Regulation 8(3) amends Schedule 1 to the Decisions and Appeals Regulations to create a new default date for new legislative provisions to come into effect for universal credit. The amendment provides that the default date on which new legislation will take effect in relation to supersession decisions arising from a change of legislation will be, where there is an existing award of universal credit, the first day of the assessment period that begins on or after the day on which the change has effect or, in other cases, the date on which the change has effect.

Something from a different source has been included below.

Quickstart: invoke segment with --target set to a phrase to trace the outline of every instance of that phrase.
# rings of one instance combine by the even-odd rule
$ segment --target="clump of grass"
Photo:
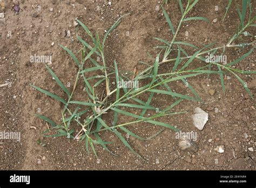
[[[219,47],[214,47],[215,43],[211,43],[206,45],[201,48],[199,48],[197,46],[192,44],[176,40],[177,36],[183,23],[190,20],[201,20],[208,22],[208,19],[204,17],[188,17],[187,16],[188,13],[194,8],[198,2],[198,0],[193,1],[188,0],[186,5],[184,6],[181,1],[179,1],[179,5],[181,12],[181,18],[177,28],[174,28],[171,22],[171,19],[163,8],[163,13],[173,35],[172,39],[169,42],[163,39],[154,38],[155,39],[163,43],[163,45],[157,46],[157,48],[161,50],[161,51],[155,58],[153,58],[154,62],[152,65],[141,62],[147,65],[148,67],[140,72],[137,73],[136,71],[134,71],[134,74],[133,74],[131,79],[132,81],[138,81],[143,80],[145,81],[145,82],[147,83],[143,86],[140,86],[139,88],[119,88],[118,85],[119,81],[129,80],[129,79],[122,75],[122,74],[119,74],[118,64],[116,61],[114,61],[113,62],[114,66],[114,70],[112,70],[107,67],[105,62],[104,44],[109,34],[120,23],[122,19],[125,17],[128,16],[129,14],[120,17],[106,32],[102,40],[100,39],[98,32],[95,35],[93,35],[83,23],[80,20],[77,20],[80,26],[84,29],[84,31],[91,38],[92,44],[91,45],[89,44],[81,37],[78,36],[78,34],[77,35],[78,40],[83,45],[83,48],[80,51],[82,55],[80,61],[78,60],[76,56],[70,50],[62,45],[60,45],[62,48],[70,55],[78,68],[78,71],[72,91],[69,90],[66,88],[52,70],[47,65],[45,65],[45,66],[48,72],[51,76],[54,78],[57,83],[66,94],[66,97],[65,99],[62,98],[56,94],[31,85],[33,88],[59,101],[64,105],[63,110],[60,113],[61,114],[62,120],[62,122],[60,124],[54,122],[50,118],[43,115],[36,115],[39,118],[45,121],[51,125],[50,129],[46,130],[43,133],[45,134],[44,136],[64,136],[68,138],[79,140],[80,142],[84,142],[88,152],[90,150],[89,147],[90,147],[96,157],[97,156],[97,154],[95,147],[95,144],[101,145],[106,151],[113,155],[116,155],[107,148],[107,145],[112,143],[111,141],[109,142],[104,141],[102,139],[102,134],[101,133],[107,130],[116,135],[123,143],[134,154],[142,157],[130,145],[124,137],[123,133],[127,134],[140,140],[145,140],[156,136],[165,128],[171,129],[174,131],[179,131],[178,128],[176,128],[173,126],[157,121],[156,120],[165,116],[177,115],[179,114],[186,113],[185,112],[173,112],[171,111],[174,107],[178,105],[183,100],[201,101],[199,95],[187,82],[187,78],[197,76],[203,74],[218,75],[220,79],[220,83],[222,85],[223,92],[225,92],[224,75],[225,74],[231,73],[242,83],[246,92],[252,98],[252,95],[247,85],[238,74],[255,74],[256,72],[238,69],[234,68],[234,66],[252,53],[254,51],[254,47],[252,45],[253,44],[250,43],[244,43],[235,45],[232,44],[242,34],[248,27],[255,26],[254,23],[256,17],[254,16],[252,18],[251,16],[252,9],[250,1],[246,0],[242,1],[242,12],[241,13],[239,13],[240,23],[238,31],[237,33],[235,33],[231,38],[226,45]],[[165,1],[165,2],[167,3],[167,1]],[[247,23],[245,24],[245,14],[247,6],[249,6],[250,17]],[[240,12],[238,11],[238,12]],[[196,52],[193,54],[189,55],[182,47],[184,45],[195,49]],[[215,62],[210,62],[210,63],[205,64],[205,65],[201,67],[194,69],[188,68],[195,60],[199,60],[205,62],[206,59],[203,55],[207,53],[210,53],[214,54],[219,50],[222,50],[223,52],[227,48],[245,48],[245,47],[251,46],[252,47],[246,53],[227,65],[224,65]],[[170,58],[170,54],[174,49],[178,49],[177,57],[176,58]],[[95,60],[93,57],[95,58],[97,57],[100,57],[102,60],[103,64],[100,65]],[[85,62],[91,62],[94,66],[90,68],[85,67]],[[159,68],[162,64],[170,64],[172,62],[174,62],[174,64],[171,69],[164,73],[160,74],[158,72]],[[212,67],[215,67],[215,70],[213,70]],[[102,74],[96,75],[91,77],[87,76],[88,73],[99,70],[101,71]],[[116,88],[112,90],[110,87],[109,79],[110,75],[115,75],[114,79],[116,83],[115,85]],[[88,99],[86,101],[73,100],[73,96],[78,85],[78,81],[80,78],[83,78],[85,90],[88,96]],[[91,80],[96,80],[96,83],[91,83]],[[181,80],[191,90],[193,96],[176,93],[172,90],[170,86],[170,83],[177,80]],[[98,96],[103,95],[100,93],[97,93],[97,88],[101,83],[104,83],[105,86],[104,98],[99,98]],[[149,94],[149,97],[145,101],[139,99],[138,98],[138,96],[144,94]],[[151,105],[152,99],[156,94],[171,96],[175,101],[173,103],[170,104],[165,109],[161,109],[158,112],[156,110],[157,108]],[[110,101],[110,96],[114,96],[114,100]],[[134,102],[136,102],[136,104],[134,103]],[[72,111],[70,109],[71,105],[76,106],[75,110]],[[122,107],[129,108],[131,109],[137,109],[141,110],[141,113],[139,115],[137,115],[125,111],[122,109]],[[149,110],[156,110],[156,113],[150,116],[146,116],[145,115]],[[111,124],[108,124],[104,119],[104,114],[109,113],[110,111],[113,112],[113,117],[109,117],[109,116],[107,117],[108,119],[112,119],[113,121],[112,121],[112,123]],[[86,115],[86,117],[85,119],[82,118],[82,116],[85,114]],[[120,115],[131,117],[133,119],[133,120],[124,123],[118,124],[118,117]],[[149,138],[143,138],[129,129],[130,126],[142,122],[160,126],[163,129]],[[71,124],[74,125],[75,128],[71,128]],[[74,126],[72,126],[72,127]],[[56,130],[56,133],[53,134],[49,134],[50,130]],[[51,131],[51,133],[55,131]]]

Regulation 9(2) inserts a definition of “temporary accommodation” into the Transitional Regulations. Regulation 9(3), (5), (6)(c) and (9)(b) amend various provisions in the Transitional Regulations which allow for dual entitlement to universal credit and housing benefit in respect of claimants occupying specified accommodation, so that they also apply to claimants who are occupying temporary accommodation (and those receiving transitional housing payments under regulation 6(2A) (inserted by regulation 9(7)(b) of these Regulations)). Regulation 9(4) inserts new regulation 3A into the Transitional Regulations. The new regulation provides that where in a universal credit assessment period a person is entitled to universal credit (without the housing costs element) and is also entitled to housing benefit for temporary accommodation, the person is to be treated for the purposes of work allowances in universal credit as though the person were entitled to universal credit with the housing costs element.

Regulation 9(6)(a) and (b) provides for a transitional housing payment for claimants who migrate to universal credit when they are in receipt of housing benefit. The new paragraph (2A), which is inserted into regulation 6 (termination of existing benefits), allows a housing benefit award to continue for a period of two weeks beyond the day on which the person becomes entitled to universal credit. Regulation 9(7) also inserts a new regulation 6A which provides that, pending the decision on the claim, the claimant is treated as entitled to universal credit for the purposes of the housing benefit award, and where the claimant makes a claim for universal credit because they have moved home, housing benefit will be paid directly to the claimant for the period of two weeks beginning with the day on which they become entitled to universal credit. Regulation (10)(a) makes minor consequential amendments.

Regulation 9(8) amends regulation 9 of the Transitional Regulations to enable a tax credits claimant who makes a late declaration under section 17 of the Tax Credits Act 2002 (c. 21) to be treated in certain circumstances as entitled to a tax credit with effect from the start of the tax year.

Regulation 10(1) and (2) makes saving in respect of the amendments in these Regulations concerning temporary accommodation. The amendments will not apply to an award of universal credit that exists on 7th May 2018 which then includes the housing costs element for temporary accommodation until the claimant’s liability to pay rent or service charges changes or the award ceases to include the housing costs element, whichever occurs first.

An impact assessment has not been produced for this instrument as it has no impact on business or on civil society organisations. This instrument has no impact on the public sector.